The Ethereum network is handling as much activity as it ever has thanks to a steady uptrend of growing demand.
On May 29th, the tracker site Etherscan showed that Ethereum processed more than 49 billion units of gas in payments to node operators on the day, a new record for the second largest public blockchain behind Bitcoin.
Gas is the fundamental pricing unit used in the Ethereum ecosystem that helps users identify how much it costs to execute transactions and smart contracts. One unit of gas is comprised of 20 Gwei, which is a denomination of ether (ETH), the native asset and figurative fuel of the project’s network. One gwei is 10**9 of a wei, while one wei is 1/10**18 of one ether.
Yesterday, the Ethereum network broke its record for Total Daily Gas Used. pic.twitter.com/c4ybS3vcoQ
— ETHGasStation (@ETHGasStation) May 30, 2019
The rising network activity hasn’t led to acute congestion, as transaction fees and times have remained low this week. Per gas analyzer site ETH Gas Station, the recommended gas price for transactions was one gwei at press time — roughly $0.005 USD — and the median wait time for a transaction confirmation was one block, or approximately 12 seconds.
Such performances have been markedly better than when activity spiked on Ethereum in the past, namely when the popularity of CryptoKitties first exploded in 2017 and transactions on the blockchain’s network were acutely slowed, which led to users paying atypically high fees in order to get faster confirmations.

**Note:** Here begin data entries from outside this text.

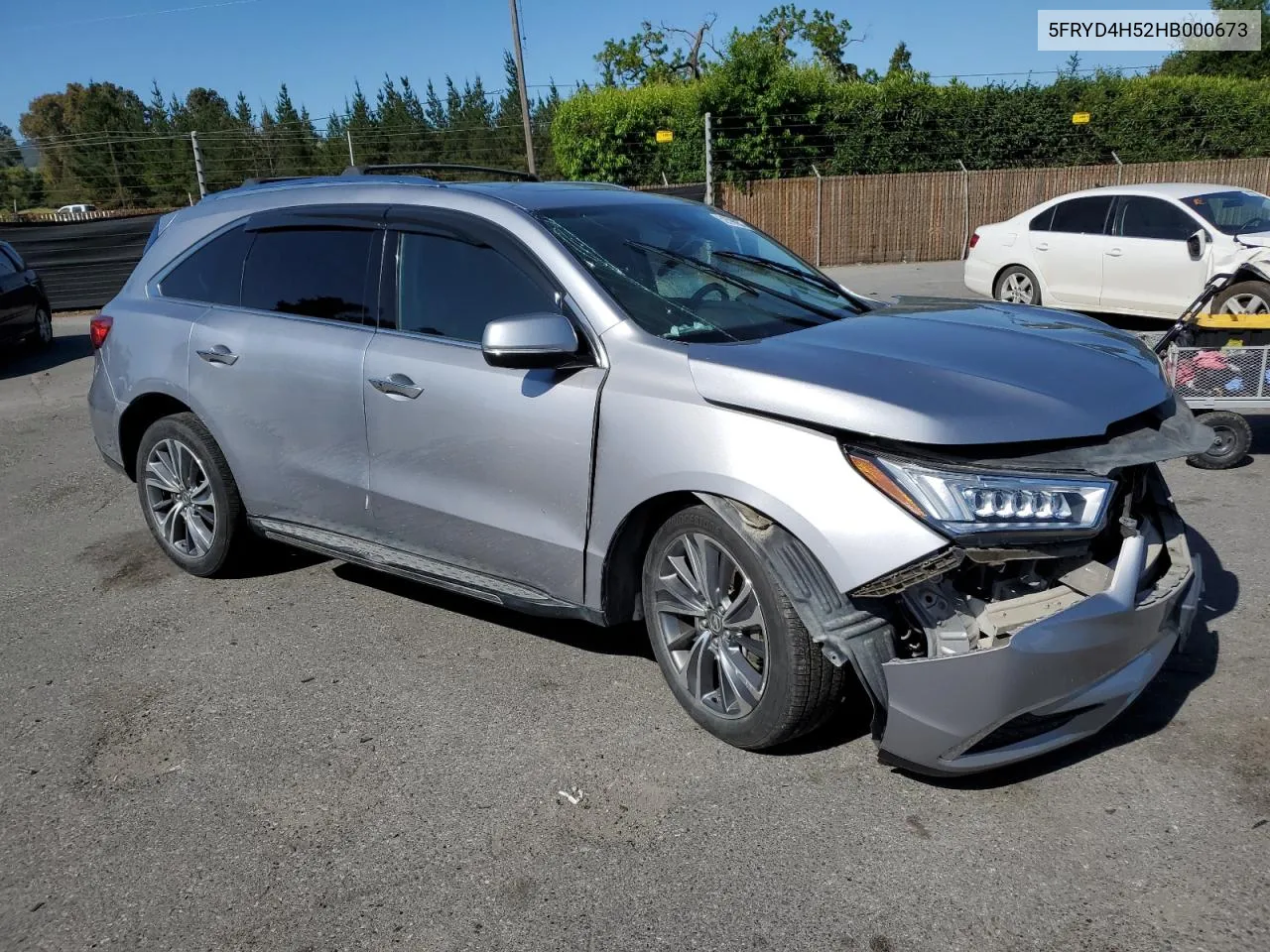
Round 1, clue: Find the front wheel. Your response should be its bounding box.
[1187,410,1252,470]
[643,505,844,750]
[1212,281,1270,316]
[992,264,1040,304]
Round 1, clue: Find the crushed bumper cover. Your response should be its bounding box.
[879,504,1203,774]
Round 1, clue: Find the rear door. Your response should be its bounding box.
[176,209,385,535]
[363,209,603,603]
[0,248,35,341]
[1028,195,1111,308]
[1099,195,1211,317]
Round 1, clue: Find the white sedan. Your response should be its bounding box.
[965,182,1270,320]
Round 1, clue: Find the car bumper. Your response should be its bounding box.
[962,258,997,298]
[87,355,124,472]
[879,492,1203,774]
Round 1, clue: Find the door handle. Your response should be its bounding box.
[369,373,423,400]
[195,344,237,366]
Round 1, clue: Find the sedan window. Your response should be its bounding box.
[1115,195,1201,241]
[1051,195,1111,235]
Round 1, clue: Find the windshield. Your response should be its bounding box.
[537,202,863,341]
[1183,191,1270,235]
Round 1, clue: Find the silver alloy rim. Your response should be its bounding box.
[1221,295,1270,313]
[145,439,216,558]
[1001,272,1033,304]
[653,532,768,718]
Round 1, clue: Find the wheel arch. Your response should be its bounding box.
[119,391,191,482]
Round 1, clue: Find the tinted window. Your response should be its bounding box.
[398,232,559,341]
[159,228,251,304]
[1116,195,1201,241]
[1028,207,1054,231]
[1184,191,1270,235]
[1051,195,1111,235]
[242,228,380,323]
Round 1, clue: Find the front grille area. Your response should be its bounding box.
[962,704,1097,757]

As for what has led to the current spate of activity, bullish optimism returning to the cryptoeconomy has undoubtedly been a large driver. As the prices of bitcoin, ether, and other top coins have been trending upward in recent months, buy pressure has been growing around these projects.
So with more ether being purchased, more ether is being used — and in some cases, such ether is being locked up in decentralized finance apps like MakerDAO CDPs to take out stablecoin loans only to buy more ether. Recently, the amount of outstanding loan volume on Ethereum’s top DeFi platforms hit a $100 million USD valuation for the first time ever, an indication of rising demand.
https://twitter.com/max_bronstein/status/1134095369783169024
Beyond just leveraging and speculation, though, blockchain gaming underpinned by Ethereum is also on the up-and-up. For example, the backers of CryptoKitties, Dapper Labs, have recently unveiled a new battle royale in Cheeze Wizards, which already has seen 1,000 ether submitted as payments for the game’s duelable wizard tokens.
What remains to be seen is whether more network congestion spikes will accordingly be had before Ethereum’s “ETH 2.0” Serenity upgrade materializes.
Another Milestone? Decentralized Oracles on Ethereum, Thanks to ChainLink Mainnet
The activation of ChainLink’s mainnet on May 30th didn’t break any records, but it did mark a milestone for the wider Ethereum ecosystem.
That’s because the mainnet’s launch has brought decentralized oracle capabilities to Ethereum, a reality that may prove to make the blockchain’s smart contracts “smarter” than ever, as these oracles will be able to feed real-world data to Ethereum’s otherwise intentionally inward-looking smart contracts.
In an associated announcement, ChainLink community leader and SmartContract.com chief executive officer Sergey Nazarov explained how the project leveraged decentralization to vet the external data that its oracles receive and send out:
“Chainlink’s approach to solving the problem of a ‘single trusted third party’ uses the same method that secures smart contracts themselves: decentralized computation. The Chainlink network allows multiple independent nodes to perform decentralized computations about the accuracy of an external input before it is written into a smart contract.”
In that post, Nazarov said some of the first oracle networks on Ethereum will be centered around retrieving “reliable market prices,” e.g. an ETH-USD conversion rate.
So just while Ethereum is getting more use than ever, the capabilities in and around the blockchain are also steadily reaching new heights.